Investment-grade corporate bonds issued in euros are the latest addition to a growing list of assets the ECB is buying as part of its 1.74 trillion euro effort (1.33 trillion pounds) to boost economic growth in the euro zone via lower borrowing costs.
The difficulty is that the 600 billion euro market for such notes is largely limited to big corporations in France and the Netherlands that already enjoy easy access to credit.
The ECB, however, is hoping its money will eventually trickle down to smaller borrowers across the euro zone for whom funding is still a problem. Since this is likely to take time, the ECB will increase the pace of its purchases only gradually and refrain from setting a monthly target, conversations with seven sources in or near the ECB's decision-making body revealed.
"There could be big fluctuations in buys but if we succeed in inducing issuance, that would naturally smooth out the market," one sources said. Another source said there might be months when purchases will be in the region of just 1 billion euros.
TRICKLE DOWN
France and the Netherlands, which account for 57 percent of the bonds that the ECB can buy according to Fitch Ratings, will initially be the main focus of the purchases, the sources said.
But the bank hopes to broaden the scope of the program once supply in other countries, such as Spain and Italy, picks up. One of the aims of the program, indeed, is to encourage medium-sized companies, which have traditionally relied on bank loans, to issue bonds.
This would free up bank cash and indirectly force lenders to look for clients among enterprises that are too small to tap financial markets directly, the ECB hopes.
Creating this trickle-down effect will be crucial if the program is to succeed and would address the criticism that it may simply supply more money to already well-funded companies that can borrow cheaply.
Fitch says, for example, that European issuers sold bonds with the lowest coupons on record in the first quarter of the year, with high-rated companies paying less than 2 percent on bonds with a maturity of 10 years or more.
SUPPLY
In the meantime, while the ECB has yet to buy a single corporate bond, the mere announcement has had an effect on supply.
Since the second week of March, when the ECB unveiled the program, non-financial companies in Europe have issued around 61 billion euros worth of euro-denominated bonds, or 50 percent more than in the same period in 2015, Thomson Reuters data shows. But activity was still concentrated in cash-rich countries.
Issuers in Germany, Britain and France accounted for 70 percent of new bonds sold this year and there was little evidence of growing supply from peripheral countries. Similarly, debut issuers have been few and far between since March, with S&P Global Ratings assigning only three new ratings to companies that would be eligible for ECB purchases: Finnish insurer Sampo (HE:SAMAS), German energy company Uniper and Italian subway operator MM.

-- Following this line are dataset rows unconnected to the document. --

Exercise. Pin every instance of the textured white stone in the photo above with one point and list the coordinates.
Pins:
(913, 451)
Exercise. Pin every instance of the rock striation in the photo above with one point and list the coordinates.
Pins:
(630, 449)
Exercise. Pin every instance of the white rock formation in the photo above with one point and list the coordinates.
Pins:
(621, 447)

This may change. "We would expect the ECB's program to encourage issuers to move in that direction in coming months," said Paul Watters, head of corporate research at S&P
JUNK RISK
There is also some concern that the program might have unintended consequences in non-investment grade, or junk, market. Junk-rated companies are excluded from the ECB's program, but some have been tapping the market as the fall in coupons paid by higher quality issuers has lured buyers to riskier investments.
While this contributes to the general easing of borrowing conditions the ECB is hoping for, it also entails the risk of extending the lives of some non-viable companies.

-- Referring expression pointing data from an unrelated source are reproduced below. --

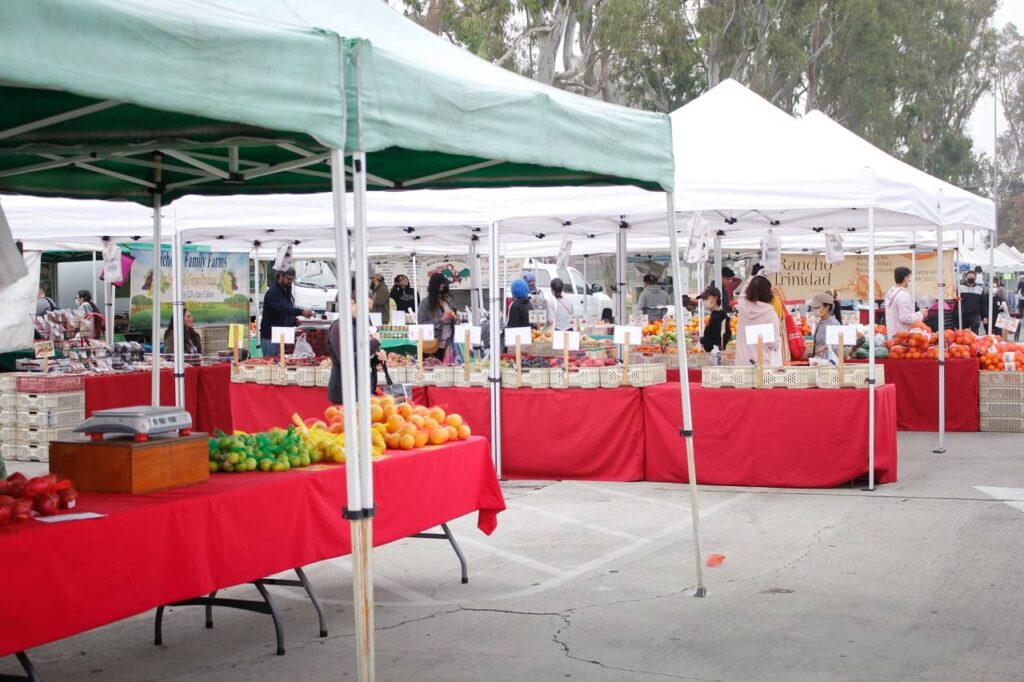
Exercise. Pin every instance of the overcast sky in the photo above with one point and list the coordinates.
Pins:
(981, 121)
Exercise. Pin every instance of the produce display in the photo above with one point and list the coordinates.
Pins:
(23, 498)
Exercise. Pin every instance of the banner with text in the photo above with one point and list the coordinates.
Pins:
(804, 276)
(215, 287)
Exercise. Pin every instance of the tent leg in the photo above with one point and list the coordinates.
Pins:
(684, 385)
(497, 309)
(177, 313)
(155, 290)
(363, 552)
(870, 348)
(940, 286)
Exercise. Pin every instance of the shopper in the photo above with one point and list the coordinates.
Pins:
(563, 310)
(730, 282)
(537, 297)
(438, 310)
(756, 307)
(823, 304)
(381, 298)
(377, 356)
(193, 344)
(899, 303)
(280, 309)
(653, 299)
(972, 301)
(717, 332)
(44, 303)
(403, 296)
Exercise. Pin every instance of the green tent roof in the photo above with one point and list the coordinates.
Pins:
(122, 99)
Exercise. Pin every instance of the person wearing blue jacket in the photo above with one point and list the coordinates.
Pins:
(280, 309)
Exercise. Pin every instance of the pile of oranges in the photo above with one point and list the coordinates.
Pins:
(406, 426)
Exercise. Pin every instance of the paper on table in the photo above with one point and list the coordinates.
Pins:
(69, 517)
(278, 332)
(571, 337)
(849, 333)
(766, 332)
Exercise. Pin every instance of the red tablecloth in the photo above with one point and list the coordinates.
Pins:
(62, 579)
(559, 433)
(777, 437)
(258, 407)
(918, 394)
(692, 373)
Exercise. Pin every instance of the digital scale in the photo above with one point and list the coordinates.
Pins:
(140, 422)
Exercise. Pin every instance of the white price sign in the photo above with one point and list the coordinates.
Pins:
(565, 340)
(849, 333)
(523, 335)
(283, 334)
(765, 332)
(634, 334)
(421, 332)
(460, 334)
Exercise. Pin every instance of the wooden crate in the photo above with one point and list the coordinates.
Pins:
(126, 466)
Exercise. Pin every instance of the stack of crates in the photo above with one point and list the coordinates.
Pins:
(48, 408)
(1001, 401)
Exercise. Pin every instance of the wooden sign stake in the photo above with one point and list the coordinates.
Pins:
(626, 359)
(565, 358)
(842, 361)
(761, 361)
(518, 363)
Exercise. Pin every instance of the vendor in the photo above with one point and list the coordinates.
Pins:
(377, 356)
(403, 296)
(280, 309)
(381, 297)
(823, 304)
(653, 300)
(438, 310)
(193, 345)
(717, 332)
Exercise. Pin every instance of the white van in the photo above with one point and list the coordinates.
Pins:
(577, 290)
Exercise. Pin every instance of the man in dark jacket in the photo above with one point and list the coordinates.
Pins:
(279, 309)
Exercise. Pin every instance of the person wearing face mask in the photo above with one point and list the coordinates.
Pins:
(974, 306)
(899, 304)
(280, 309)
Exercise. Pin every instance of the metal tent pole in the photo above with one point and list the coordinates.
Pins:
(684, 387)
(497, 310)
(940, 294)
(155, 395)
(177, 317)
(363, 551)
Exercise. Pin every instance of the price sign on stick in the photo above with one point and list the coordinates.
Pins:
(1007, 324)
(565, 340)
(841, 335)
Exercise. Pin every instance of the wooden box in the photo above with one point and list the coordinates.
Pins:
(125, 466)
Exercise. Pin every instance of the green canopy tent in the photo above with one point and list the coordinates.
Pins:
(147, 101)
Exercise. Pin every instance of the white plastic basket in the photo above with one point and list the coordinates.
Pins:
(531, 378)
(72, 400)
(727, 377)
(1000, 379)
(51, 419)
(1003, 424)
(855, 376)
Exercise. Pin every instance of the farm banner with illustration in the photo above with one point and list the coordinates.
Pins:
(215, 287)
(804, 276)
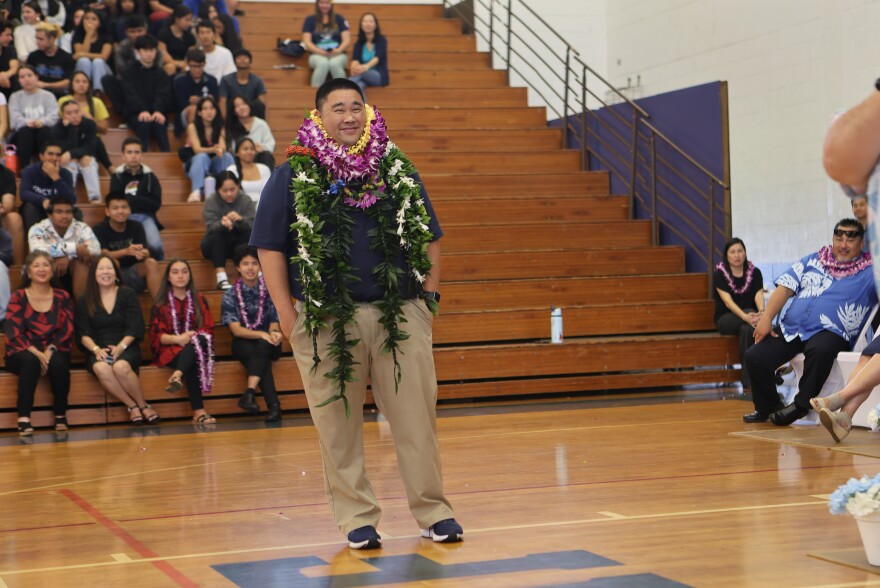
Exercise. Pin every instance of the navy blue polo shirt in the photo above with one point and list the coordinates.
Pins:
(272, 231)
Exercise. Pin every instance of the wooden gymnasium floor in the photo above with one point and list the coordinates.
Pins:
(644, 490)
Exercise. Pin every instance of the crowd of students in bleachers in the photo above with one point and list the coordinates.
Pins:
(64, 66)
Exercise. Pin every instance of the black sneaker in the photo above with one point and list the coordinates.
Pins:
(445, 531)
(365, 538)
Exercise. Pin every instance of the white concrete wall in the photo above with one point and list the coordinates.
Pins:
(789, 65)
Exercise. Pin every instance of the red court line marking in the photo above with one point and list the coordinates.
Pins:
(45, 528)
(129, 540)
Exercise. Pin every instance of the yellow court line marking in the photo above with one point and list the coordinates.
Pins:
(279, 455)
(121, 557)
(387, 536)
(611, 515)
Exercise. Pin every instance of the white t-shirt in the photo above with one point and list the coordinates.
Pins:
(219, 62)
(254, 188)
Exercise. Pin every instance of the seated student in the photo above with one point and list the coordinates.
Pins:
(181, 336)
(229, 216)
(43, 181)
(253, 175)
(116, 25)
(326, 37)
(245, 125)
(243, 84)
(92, 108)
(739, 299)
(147, 95)
(206, 137)
(11, 221)
(218, 60)
(66, 40)
(32, 112)
(256, 335)
(38, 327)
(25, 34)
(175, 39)
(53, 65)
(144, 192)
(92, 48)
(109, 328)
(369, 61)
(54, 11)
(125, 241)
(71, 243)
(124, 57)
(9, 61)
(190, 87)
(226, 33)
(78, 137)
(833, 293)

"For some of these companies, this could simply mean staving off a default so they can die another day," Mitch Reznick, co-head of credit at Hermes Investment Management, said.
One of the central bank sources said the ECB was aware of this risk but thought it was more important to stimulate the economy, citing the disastrous results of the Federal Reserve's inaction ahead of the Great Depression in 1929-1932.
Many of the details of the program have yet to be finalised, the sources said, including how the ECB would choose which bonds to buy and what it would do if one of the companies it is financing fails or is downgraded.
"The ECB will obviously conduct some due diligence but it will primarily rely on the credit rating and the rating agency’s assessment," one of the sources said.